Business News - Tuesday December 18, 2007
EDUCATION / ENGLISH-LANGUAGE SCHOOL
WSI looks to expand in region
Wall Street Institute Thailand (WSI), the US-based English-language school, plans to invest 150 million baht to open new English-language centres in Indonesia and Hong Kong next year.
''The company sees a great opportunity to grow in both countries, particularly in Indonesia because it has a huge population,'' said Apichai Chaiwinij, the regional marketing director of WSI.
Hong Kong is highly competitive and customer demand is different than in Thailand and Indonesia, he said. Customers in Hong Kong want advanced curriculums to use for business.
In Thailand, WSI plans to open new centres next year in the Bang Na and Min Buri areas. However, expansion depends on the political situation and demand.
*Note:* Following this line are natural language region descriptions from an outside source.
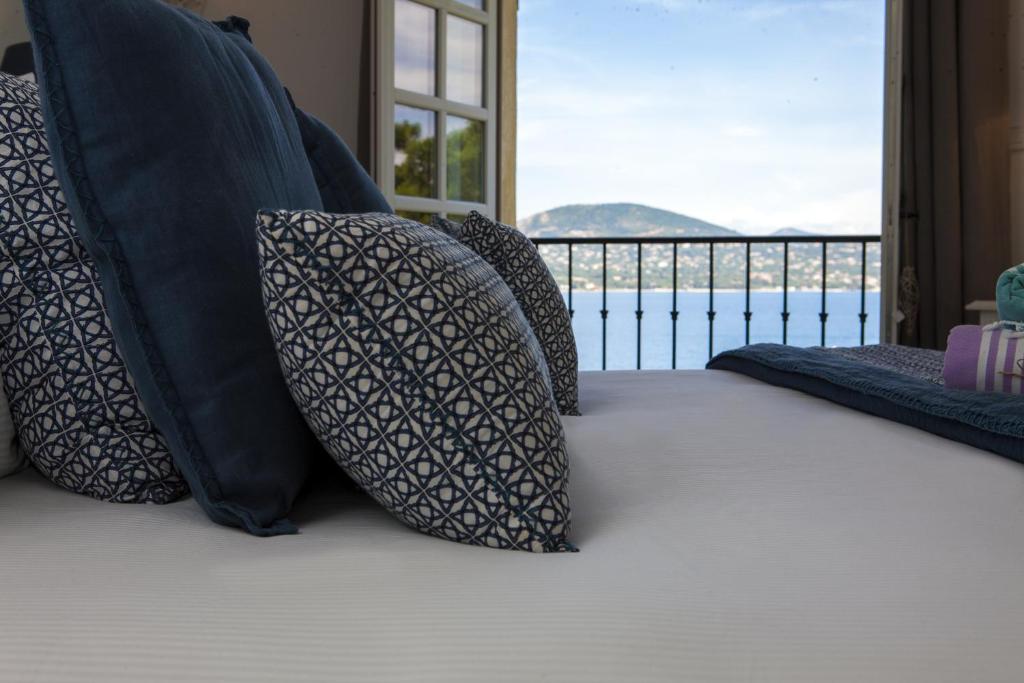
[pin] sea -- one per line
(842, 329)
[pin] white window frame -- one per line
(388, 96)
(891, 315)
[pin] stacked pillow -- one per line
(78, 416)
(11, 459)
(404, 351)
(413, 363)
(520, 265)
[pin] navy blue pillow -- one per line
(168, 134)
(344, 185)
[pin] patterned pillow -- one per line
(412, 361)
(78, 417)
(517, 261)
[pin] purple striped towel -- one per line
(988, 358)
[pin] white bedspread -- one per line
(729, 530)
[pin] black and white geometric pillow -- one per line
(410, 358)
(520, 265)
(78, 418)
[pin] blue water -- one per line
(843, 328)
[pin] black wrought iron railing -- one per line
(844, 251)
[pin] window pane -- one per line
(465, 61)
(465, 159)
(418, 216)
(415, 152)
(415, 47)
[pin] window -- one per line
(437, 107)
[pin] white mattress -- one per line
(729, 531)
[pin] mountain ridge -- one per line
(619, 219)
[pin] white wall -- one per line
(318, 48)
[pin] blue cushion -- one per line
(79, 419)
(521, 266)
(168, 134)
(343, 184)
(414, 365)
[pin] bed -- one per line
(729, 530)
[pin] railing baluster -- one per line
(711, 300)
(639, 310)
(823, 315)
(747, 311)
(865, 243)
(604, 305)
(863, 290)
(675, 289)
(571, 310)
(785, 292)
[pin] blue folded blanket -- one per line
(1010, 294)
(990, 421)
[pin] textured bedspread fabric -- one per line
(730, 530)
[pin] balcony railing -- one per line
(850, 247)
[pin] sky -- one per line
(755, 115)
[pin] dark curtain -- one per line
(954, 204)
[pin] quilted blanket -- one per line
(897, 383)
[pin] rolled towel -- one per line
(1010, 294)
(989, 358)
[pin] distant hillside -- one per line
(619, 220)
(791, 232)
(730, 262)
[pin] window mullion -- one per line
(441, 122)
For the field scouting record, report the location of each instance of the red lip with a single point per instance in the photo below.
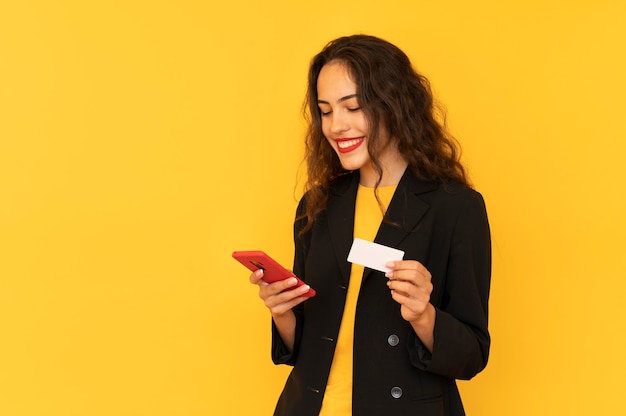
(346, 145)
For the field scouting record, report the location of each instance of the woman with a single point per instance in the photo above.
(380, 168)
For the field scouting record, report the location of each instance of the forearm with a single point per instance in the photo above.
(424, 327)
(286, 326)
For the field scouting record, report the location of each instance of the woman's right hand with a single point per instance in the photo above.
(275, 295)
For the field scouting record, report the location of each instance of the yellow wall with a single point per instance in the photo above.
(143, 141)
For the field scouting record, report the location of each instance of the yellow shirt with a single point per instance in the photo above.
(367, 219)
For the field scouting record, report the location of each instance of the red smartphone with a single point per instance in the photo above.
(272, 270)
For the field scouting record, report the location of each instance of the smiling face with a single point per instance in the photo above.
(343, 122)
(346, 128)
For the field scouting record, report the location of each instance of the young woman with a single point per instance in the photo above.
(383, 169)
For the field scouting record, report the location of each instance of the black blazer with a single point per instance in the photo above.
(443, 227)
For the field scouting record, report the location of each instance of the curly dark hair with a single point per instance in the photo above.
(396, 100)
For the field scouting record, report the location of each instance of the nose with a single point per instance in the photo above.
(338, 123)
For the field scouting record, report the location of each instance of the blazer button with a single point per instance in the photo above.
(396, 392)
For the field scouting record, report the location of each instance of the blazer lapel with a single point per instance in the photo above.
(341, 220)
(405, 210)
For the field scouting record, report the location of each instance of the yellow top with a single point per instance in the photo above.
(367, 219)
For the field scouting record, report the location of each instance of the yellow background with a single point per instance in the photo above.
(141, 142)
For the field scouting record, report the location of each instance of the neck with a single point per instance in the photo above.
(392, 173)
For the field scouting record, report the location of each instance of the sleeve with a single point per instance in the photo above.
(280, 352)
(461, 336)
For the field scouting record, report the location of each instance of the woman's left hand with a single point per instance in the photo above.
(410, 284)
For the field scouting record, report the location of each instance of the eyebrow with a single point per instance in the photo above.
(342, 99)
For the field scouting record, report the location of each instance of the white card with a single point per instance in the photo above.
(373, 255)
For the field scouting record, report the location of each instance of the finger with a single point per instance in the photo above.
(407, 269)
(256, 277)
(283, 307)
(281, 289)
(410, 290)
(287, 297)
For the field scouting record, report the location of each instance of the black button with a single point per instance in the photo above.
(396, 392)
Also next year, the company plans to open two new centres in Jakarta and one in Hong Kong. It would spend about 50 million baht on each centre, which would have about 700 to 1,000 square metres of space.
The main target group in Thailand and Indonesia is young professionals aged 16 to 30. The company plans to target university students and working adults aged 20 to 35, according to Mr Apichai.
The company expected to enroll 10,00 students in each country in 2008. Now WSI has five centres in Bangkok and has taught more than 16,000 students.
This year, the US headquarters appointed WSI to oversee licences in Indonesia and take over five centres from original franchisees in Hong Kong, according to Mr Apichai.
The company imports curricula from the headquarters, but uses its own management and marketing strategies. WSI's courses emphasise conversation; the tuition fee is 70,000 baht per course.
The marketing budget to invest in branding will be about 55 million baht for each country. WSI expects to generate about 700 million baht in revenue this year, up from 350 million baht last year.
Mr Apichai said that next year the English-language school will face higher competition because big players, including the AUA language Centre, the British Council Thailand and WSI, plan to launch aggressive marketing campaigns. In addition, the Britain-based English school ''English Town'' is set to enter Thailand next year, he added.
When somebody's personal life, the economy or the political situation are in a crisis, then speaking English would only help them become more competitive, he said.
''This may be one of the reasons why WSI is doing very well with young professionals and university students, regardless of how the economy performs or the political situation,'' he said.